8 de febrero de 2012

Esta lección


Aunque vivimos para aprender, también es cierto que vivimos porque no hemos aprendido.


Como intérpretes de nuestra historia, nuestra versión de los hechos siempre es relativa, pero he de matizar que al final esa y no otra es la versión que vale, al tratarse de la única autoconclusiva. No obstante, esa conclusión válida es silenciosa y permanece oculta bajo los labios sellados con el beso de la muerte.


Nuestro final, de ser contado, habitualmente se manifiesta en boca de terceros: en hijos y amigos bienamados que manifiestan un potente recuerdo por una vida llevada a término, y esas memorias son eso, recuerdos del cómo.


Cómo era su mirada, su voz cuando estaba enfadado, su sonrisa o sencillamente, cómo removía el tazón de café: hacia la derecha, o hacia la izquierda… Eso, para quienes han sido queridos, u odiados. Los hay que tienen la suerte de pasar pronto al olvido y así poder capitular.

Decía que vivimos porque no hemos aprendido, y es que hay que vivir para pasar una lección. Esta lección: esta vida.

La experiencia como actos de buena fe o iniquidades es algo que muy lentamente, ahonda en nuestra piel forjando una cicatriz que no se ve. Un magnífico entramado de escamas camaleónicas tatuadas por la agonía de la vida.

Cuando morimos, y vemos esos tatuajes en nosotros, entonces tenemos la opción de completar el puzle de nuestra vida, la oportunidad de leer el epílogo que nos permite comprender o no el por qué de esto, el por qué de aprender.
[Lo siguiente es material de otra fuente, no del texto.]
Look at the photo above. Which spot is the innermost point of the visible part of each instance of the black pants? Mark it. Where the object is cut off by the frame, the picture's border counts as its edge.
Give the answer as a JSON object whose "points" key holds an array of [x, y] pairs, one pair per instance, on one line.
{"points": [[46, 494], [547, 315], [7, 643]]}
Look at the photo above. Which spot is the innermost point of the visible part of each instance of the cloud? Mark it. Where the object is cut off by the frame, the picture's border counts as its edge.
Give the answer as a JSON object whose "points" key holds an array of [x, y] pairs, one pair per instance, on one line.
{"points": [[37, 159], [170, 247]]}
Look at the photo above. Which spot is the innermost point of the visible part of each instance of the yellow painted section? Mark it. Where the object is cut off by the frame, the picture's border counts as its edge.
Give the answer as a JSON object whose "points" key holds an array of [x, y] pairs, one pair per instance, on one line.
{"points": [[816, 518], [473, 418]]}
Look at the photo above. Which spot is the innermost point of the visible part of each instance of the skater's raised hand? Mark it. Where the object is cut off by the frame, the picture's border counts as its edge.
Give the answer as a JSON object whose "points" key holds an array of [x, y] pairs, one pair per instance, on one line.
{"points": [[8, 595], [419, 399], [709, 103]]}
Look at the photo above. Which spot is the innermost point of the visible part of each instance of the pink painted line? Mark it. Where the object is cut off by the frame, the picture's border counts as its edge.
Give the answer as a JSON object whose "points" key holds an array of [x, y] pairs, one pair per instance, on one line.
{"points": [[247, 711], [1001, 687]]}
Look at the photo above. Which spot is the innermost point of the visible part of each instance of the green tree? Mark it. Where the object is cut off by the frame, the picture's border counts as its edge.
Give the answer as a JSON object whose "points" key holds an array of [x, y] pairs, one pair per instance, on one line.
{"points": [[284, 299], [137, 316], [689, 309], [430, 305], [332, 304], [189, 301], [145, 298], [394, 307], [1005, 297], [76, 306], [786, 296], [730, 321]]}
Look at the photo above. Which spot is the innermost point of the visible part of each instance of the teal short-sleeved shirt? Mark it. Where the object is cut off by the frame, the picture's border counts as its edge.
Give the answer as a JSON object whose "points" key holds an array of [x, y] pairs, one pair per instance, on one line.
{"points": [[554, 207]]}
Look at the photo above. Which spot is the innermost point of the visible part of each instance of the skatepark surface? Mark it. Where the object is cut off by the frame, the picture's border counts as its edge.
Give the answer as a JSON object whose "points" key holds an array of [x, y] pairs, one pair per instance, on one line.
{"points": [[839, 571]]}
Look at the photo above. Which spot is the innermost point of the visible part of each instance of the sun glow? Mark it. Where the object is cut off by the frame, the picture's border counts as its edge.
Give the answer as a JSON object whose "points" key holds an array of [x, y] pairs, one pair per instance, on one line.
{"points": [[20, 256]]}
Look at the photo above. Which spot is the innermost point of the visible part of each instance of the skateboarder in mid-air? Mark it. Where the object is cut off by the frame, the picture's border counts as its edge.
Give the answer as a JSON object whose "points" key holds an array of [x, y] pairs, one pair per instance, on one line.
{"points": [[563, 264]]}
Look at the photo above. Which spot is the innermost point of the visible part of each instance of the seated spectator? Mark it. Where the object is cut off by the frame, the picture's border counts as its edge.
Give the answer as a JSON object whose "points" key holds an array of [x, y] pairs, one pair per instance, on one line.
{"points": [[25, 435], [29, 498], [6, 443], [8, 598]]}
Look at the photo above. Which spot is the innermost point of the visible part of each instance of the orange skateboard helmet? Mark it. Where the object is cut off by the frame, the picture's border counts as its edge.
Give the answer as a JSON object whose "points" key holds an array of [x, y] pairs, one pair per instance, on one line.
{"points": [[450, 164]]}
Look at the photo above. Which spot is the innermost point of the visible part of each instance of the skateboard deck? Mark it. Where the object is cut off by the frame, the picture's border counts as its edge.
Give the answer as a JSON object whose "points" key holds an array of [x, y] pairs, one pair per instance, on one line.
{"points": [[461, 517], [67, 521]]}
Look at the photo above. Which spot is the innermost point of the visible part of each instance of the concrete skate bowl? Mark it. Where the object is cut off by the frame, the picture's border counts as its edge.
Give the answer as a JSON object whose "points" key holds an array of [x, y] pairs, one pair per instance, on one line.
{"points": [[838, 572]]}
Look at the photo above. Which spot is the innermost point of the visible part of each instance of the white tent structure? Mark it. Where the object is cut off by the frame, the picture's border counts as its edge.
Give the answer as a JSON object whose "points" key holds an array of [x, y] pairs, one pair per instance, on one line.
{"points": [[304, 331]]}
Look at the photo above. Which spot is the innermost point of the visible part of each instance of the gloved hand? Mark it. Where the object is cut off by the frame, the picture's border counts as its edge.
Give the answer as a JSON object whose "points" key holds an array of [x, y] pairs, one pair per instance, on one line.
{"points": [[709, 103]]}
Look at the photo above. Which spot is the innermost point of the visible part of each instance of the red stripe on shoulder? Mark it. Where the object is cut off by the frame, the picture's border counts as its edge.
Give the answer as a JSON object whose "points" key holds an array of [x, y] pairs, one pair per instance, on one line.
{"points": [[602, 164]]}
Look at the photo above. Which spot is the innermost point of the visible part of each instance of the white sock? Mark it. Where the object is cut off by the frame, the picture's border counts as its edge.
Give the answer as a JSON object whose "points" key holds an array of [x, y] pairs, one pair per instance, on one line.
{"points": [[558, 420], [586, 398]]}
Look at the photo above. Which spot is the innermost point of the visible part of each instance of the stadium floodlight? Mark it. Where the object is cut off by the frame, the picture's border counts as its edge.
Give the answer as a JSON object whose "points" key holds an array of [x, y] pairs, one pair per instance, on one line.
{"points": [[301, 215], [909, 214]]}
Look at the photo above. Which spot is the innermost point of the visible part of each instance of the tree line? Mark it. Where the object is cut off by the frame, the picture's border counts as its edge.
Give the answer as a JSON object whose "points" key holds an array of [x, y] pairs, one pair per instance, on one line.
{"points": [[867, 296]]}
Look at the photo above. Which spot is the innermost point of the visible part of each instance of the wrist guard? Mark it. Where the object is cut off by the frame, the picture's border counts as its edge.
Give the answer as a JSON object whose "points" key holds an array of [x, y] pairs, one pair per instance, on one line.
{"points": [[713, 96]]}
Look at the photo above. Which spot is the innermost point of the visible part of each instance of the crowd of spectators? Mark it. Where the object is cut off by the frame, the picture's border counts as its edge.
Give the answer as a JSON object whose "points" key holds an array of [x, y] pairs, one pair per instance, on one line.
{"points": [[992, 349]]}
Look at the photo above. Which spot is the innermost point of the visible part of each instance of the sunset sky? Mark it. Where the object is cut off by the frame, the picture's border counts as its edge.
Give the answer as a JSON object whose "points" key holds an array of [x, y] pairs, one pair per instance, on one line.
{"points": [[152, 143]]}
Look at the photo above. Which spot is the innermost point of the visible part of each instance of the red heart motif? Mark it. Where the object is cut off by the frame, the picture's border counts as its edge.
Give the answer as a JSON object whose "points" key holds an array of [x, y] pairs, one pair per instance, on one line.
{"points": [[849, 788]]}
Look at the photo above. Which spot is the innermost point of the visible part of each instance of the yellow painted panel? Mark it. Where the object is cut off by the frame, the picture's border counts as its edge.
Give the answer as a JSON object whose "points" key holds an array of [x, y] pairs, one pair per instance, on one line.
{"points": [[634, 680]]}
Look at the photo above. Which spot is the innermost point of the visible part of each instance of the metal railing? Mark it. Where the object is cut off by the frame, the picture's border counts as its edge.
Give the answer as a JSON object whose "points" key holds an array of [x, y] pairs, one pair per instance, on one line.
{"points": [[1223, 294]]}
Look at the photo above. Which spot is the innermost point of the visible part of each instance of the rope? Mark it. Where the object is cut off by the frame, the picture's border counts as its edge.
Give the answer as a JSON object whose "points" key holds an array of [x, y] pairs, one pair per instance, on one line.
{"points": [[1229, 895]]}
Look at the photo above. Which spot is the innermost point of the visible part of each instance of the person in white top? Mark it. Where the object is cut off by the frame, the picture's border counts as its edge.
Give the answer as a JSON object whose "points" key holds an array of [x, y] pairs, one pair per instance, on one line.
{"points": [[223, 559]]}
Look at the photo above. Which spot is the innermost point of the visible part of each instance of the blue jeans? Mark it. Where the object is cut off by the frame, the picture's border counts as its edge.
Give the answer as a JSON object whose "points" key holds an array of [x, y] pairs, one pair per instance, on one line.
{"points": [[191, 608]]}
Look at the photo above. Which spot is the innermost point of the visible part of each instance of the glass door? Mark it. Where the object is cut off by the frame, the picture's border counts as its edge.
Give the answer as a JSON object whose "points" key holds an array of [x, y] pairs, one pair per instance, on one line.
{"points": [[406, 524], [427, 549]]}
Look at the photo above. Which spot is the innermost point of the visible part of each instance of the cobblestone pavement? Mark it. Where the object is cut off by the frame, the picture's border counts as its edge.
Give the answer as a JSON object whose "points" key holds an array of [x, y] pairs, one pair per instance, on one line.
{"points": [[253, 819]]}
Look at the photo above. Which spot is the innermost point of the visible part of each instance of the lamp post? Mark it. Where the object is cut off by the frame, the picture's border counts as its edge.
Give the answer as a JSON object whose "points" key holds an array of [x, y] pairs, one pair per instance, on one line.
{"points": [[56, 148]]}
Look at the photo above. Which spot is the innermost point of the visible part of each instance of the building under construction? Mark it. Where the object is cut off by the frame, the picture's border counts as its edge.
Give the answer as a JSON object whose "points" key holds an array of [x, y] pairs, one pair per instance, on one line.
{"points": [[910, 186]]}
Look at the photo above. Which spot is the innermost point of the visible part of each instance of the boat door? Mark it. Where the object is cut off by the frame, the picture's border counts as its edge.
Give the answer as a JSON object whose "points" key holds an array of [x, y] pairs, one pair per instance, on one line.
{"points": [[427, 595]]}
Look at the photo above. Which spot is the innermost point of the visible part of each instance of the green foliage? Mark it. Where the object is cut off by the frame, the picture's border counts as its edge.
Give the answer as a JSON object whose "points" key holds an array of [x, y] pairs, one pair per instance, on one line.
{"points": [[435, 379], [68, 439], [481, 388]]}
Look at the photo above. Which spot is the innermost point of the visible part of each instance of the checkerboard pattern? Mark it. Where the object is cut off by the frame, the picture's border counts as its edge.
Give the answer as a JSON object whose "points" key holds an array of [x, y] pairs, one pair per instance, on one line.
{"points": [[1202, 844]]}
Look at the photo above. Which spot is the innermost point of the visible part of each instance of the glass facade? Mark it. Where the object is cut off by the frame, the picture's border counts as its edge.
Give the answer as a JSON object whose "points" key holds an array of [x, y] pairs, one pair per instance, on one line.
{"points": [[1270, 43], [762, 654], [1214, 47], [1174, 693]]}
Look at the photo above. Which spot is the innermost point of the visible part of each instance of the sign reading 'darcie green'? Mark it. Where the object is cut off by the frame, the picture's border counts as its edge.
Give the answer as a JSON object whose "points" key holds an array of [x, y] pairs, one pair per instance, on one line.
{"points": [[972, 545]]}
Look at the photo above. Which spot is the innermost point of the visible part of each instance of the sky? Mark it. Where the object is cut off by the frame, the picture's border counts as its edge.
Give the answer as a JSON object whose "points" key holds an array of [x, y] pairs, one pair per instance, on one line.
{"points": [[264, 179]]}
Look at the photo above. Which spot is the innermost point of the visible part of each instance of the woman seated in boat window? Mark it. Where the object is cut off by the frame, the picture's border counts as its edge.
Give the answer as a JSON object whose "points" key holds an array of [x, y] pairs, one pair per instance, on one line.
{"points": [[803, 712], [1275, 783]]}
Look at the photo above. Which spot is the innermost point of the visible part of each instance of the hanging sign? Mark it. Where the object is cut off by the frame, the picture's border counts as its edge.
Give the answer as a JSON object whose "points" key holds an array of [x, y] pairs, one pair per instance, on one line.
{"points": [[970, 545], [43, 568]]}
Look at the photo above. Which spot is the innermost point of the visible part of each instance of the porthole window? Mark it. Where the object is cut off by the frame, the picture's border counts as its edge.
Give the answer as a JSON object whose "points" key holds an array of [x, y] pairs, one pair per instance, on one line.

Y sobre todo, saber que nunca sabremos lo bastante como para dejar de aprender.


Porque quienes viven para no aprender, no viven sino que retroceden en el camino del ser, desandando los pasos que nuestra alma no nos volverá a susurrar.


Espero, cuando llegue el día, entender mi historia, por mucho que quizás otros hablen de mí de una forma más amable.